Alternatively, in addition to depleting dopamine levels, 6-OHDA lesions have been shown to effect the expression of genes that are important for proper neuron structure and morphogenesis. Most important was the up-regulation of genes involved in the repulsion of axon guidance and genes that inhibit the growth of dendrites and microtubule formation (Krasnova et al 2007
). In addition, genes necessary for tubulin and actin folding were found to be down-regulated (Krasnova et al. 2007
). In the context of this model, it is possible that while there is a full recovery of relative dopamine levels, there are altered morphological and structural defects in adulthood. It is possible that while there are relatively the same number of dopaminergic neurons in control and 6-OHDA-treated rats, 6-OHDA-treated rats do not have the proper synapse structure for normal functioning. This is supported by anatomical changes observed in the adult mouse brain after neonatal 6-OHDA lesioning (Krasnova et al. 2007
). Lastly, a combination of these two models could account for the long-term effects of 6-OHDA lesioning. However, much more research is needed to distinguish between the two possibilities.

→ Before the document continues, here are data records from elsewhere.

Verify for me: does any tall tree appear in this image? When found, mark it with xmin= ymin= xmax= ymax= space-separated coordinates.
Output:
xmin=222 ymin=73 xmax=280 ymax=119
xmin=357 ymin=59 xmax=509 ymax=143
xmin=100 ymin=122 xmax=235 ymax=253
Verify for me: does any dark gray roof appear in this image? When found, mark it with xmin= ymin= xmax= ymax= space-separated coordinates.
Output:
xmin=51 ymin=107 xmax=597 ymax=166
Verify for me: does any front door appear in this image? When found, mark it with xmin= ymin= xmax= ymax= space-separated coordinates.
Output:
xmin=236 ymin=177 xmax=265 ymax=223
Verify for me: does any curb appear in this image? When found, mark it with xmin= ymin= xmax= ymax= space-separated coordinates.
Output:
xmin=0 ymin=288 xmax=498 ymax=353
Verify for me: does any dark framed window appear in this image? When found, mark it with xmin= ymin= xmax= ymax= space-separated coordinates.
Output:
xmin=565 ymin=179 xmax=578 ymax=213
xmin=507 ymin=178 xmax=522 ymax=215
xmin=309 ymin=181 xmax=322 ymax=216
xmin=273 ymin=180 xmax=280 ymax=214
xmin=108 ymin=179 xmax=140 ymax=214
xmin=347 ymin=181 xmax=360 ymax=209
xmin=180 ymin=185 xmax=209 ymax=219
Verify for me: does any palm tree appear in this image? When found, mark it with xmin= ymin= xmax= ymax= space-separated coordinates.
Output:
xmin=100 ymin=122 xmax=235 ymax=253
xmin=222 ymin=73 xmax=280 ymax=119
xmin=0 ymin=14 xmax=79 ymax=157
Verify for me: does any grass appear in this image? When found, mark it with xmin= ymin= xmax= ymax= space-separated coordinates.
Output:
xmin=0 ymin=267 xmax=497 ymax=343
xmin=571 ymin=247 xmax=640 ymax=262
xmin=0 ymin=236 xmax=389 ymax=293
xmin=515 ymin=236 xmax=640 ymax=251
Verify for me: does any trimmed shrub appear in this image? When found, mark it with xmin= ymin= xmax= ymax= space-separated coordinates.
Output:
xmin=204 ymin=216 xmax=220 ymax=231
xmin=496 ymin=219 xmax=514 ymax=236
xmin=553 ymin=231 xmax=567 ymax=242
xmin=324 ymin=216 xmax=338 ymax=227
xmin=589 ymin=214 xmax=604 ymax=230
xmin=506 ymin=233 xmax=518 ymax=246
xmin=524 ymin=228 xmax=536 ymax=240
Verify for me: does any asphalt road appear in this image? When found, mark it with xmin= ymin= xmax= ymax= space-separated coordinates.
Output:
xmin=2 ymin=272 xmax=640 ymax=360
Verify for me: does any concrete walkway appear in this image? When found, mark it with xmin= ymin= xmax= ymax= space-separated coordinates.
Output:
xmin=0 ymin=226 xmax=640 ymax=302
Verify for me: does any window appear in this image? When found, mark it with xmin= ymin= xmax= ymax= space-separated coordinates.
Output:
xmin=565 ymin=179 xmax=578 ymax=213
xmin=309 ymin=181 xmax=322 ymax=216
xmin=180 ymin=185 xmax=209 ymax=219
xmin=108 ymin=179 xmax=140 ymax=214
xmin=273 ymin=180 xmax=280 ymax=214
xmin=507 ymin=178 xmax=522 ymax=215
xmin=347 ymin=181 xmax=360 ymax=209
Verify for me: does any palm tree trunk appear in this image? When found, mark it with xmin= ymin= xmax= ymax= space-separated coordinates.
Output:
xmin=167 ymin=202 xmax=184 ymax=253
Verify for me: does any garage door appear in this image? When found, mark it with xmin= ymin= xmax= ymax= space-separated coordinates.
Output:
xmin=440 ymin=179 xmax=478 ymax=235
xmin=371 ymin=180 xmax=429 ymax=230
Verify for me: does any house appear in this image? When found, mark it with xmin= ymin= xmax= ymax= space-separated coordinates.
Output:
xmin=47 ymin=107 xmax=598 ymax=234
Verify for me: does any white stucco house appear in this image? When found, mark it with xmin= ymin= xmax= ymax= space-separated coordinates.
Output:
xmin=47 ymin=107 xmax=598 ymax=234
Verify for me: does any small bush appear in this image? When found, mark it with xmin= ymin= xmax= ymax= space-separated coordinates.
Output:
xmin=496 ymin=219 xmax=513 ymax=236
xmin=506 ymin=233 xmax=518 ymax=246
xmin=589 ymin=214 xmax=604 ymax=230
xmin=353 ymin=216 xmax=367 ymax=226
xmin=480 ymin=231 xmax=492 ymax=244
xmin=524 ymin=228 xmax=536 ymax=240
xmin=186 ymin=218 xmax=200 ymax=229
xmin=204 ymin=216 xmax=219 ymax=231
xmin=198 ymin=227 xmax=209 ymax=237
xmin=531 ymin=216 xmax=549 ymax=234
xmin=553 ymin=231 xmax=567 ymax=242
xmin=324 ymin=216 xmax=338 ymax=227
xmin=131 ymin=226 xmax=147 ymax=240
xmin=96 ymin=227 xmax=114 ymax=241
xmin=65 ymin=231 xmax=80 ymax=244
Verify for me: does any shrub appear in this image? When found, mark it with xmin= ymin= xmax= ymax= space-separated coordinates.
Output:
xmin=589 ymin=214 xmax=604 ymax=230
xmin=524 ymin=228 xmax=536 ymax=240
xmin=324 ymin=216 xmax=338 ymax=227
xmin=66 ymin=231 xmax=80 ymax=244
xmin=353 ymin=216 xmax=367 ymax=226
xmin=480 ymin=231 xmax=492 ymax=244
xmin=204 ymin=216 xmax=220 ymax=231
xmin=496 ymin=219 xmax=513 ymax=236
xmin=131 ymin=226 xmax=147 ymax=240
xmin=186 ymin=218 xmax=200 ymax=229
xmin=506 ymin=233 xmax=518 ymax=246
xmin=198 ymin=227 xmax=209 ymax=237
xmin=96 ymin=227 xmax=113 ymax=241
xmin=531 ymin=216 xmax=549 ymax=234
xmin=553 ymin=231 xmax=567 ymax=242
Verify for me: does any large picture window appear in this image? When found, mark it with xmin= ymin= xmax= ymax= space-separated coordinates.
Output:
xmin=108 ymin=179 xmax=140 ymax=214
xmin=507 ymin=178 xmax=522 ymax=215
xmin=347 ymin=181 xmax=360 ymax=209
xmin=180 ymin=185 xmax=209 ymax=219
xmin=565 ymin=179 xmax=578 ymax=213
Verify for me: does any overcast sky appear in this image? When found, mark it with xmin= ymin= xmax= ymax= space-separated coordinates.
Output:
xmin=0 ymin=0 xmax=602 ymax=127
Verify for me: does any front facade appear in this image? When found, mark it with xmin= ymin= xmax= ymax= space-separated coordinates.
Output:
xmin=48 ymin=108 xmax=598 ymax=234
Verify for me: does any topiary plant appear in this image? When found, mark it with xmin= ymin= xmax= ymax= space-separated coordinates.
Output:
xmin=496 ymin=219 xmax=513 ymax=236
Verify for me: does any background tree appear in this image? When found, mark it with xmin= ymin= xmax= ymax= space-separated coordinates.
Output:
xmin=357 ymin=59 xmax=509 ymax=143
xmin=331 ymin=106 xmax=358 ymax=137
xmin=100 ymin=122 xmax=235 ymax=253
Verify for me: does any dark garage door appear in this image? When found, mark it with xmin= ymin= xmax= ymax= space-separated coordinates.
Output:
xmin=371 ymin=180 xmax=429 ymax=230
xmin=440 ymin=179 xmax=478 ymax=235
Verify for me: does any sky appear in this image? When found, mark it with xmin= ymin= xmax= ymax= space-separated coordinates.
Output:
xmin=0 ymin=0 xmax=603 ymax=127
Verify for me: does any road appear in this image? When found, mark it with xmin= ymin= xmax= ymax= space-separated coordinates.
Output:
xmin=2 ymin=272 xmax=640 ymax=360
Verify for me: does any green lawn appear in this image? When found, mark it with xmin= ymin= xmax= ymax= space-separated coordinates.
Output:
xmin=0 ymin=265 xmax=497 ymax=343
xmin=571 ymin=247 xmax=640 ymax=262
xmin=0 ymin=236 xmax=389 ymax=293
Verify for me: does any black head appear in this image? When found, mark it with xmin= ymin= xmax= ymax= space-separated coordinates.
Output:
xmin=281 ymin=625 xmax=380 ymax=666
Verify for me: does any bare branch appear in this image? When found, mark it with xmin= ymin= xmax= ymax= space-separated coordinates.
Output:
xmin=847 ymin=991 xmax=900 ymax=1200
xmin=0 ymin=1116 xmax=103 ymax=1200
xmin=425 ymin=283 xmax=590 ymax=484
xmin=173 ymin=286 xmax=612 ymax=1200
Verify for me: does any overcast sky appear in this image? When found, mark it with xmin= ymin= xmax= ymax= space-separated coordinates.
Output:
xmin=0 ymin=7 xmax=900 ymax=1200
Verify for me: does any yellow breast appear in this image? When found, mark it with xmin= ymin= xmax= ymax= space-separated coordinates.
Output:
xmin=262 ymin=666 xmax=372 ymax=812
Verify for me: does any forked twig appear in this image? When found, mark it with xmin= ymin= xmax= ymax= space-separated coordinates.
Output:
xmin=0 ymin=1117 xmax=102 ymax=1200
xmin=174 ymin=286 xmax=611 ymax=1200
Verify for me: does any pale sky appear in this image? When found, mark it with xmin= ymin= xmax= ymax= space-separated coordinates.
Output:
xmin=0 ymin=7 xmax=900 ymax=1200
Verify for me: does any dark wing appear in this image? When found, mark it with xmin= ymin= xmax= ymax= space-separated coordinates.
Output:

In summary, the neonatal 6-OHDA lesion of the frontal cortex caused a long-lasting neurobehavioral effects during adulthood in rats suggesting the critical role of the neonatal cortical dopamine in locomotor, learning and memory and nicotine addiction. Some of these effects are sex-specific. These data suggest that neonatal frontal cortical dopamine lesion can cause overstimulation of limbic sites and cause long lasting impairments in neurobehavioral functioning.